Marriage – a curse or a blessing, maybe both?
Wednesday Oct 15 2008
Okay, so I joined the masses of the maritally joined on the 3rd Oct, the Wedding itself went really well actually, surprisingly well – usually, there will be something that goes wrong. Not on that day though 🙂 Before you go harping on about having a positive outlook on life, consider that having such a sceptical approach to things allows you to be pleasantly surprised when things go well, rather than unpleasantly disappointed when things didn’t go as well as you’d hoped.
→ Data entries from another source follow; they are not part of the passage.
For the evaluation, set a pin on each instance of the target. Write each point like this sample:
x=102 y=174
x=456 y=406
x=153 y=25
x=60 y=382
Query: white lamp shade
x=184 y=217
So, having been married almost 2 weeks now I can tell you nothing changed – hehe life carries on as it did before we were married, very much as expected really – he and I had been living together for a year and had no arguments or serious troubles at all.
Some people asked if I was excited before the day, well I wasn’t really. It was one of those situations where you don’t know what to feel/expect or think. I knew inside we’d be fine, marriage was just the final tying of the knot, kind of like putting the last piece of our jigsaw in the middle. The picture as a whole was largely there and recognised as the final stage, that last piece just confirmed it.
So is it a Blessing, or a Curse? Well – to be honest it’s early days 🙂 I can’t tell you it’s the greatest thing since fire and a cooked meal nor can I tell you it’s the worst thing since the meteor that wiped out the Dinosaurs. All I can tell you, is that the trust between James and I is stronger than it ever was before, we both know we’re now married and have a true and unyielding commitment to each other. That, in itself, eases some of the points where our relationship seemed a little strained – I talk more of James in this respect, he’s never been one to solidly plant his feet until he knows exactly where to plant them and that it would be safe. His overprotection of his feelings often led to my feeling cold, but never unloved.
That’s not exactly the clearest explanation, but certainly the one that best describes some of the situations we were in before. Now that we’re married – that aspect seems to have all but eroded away.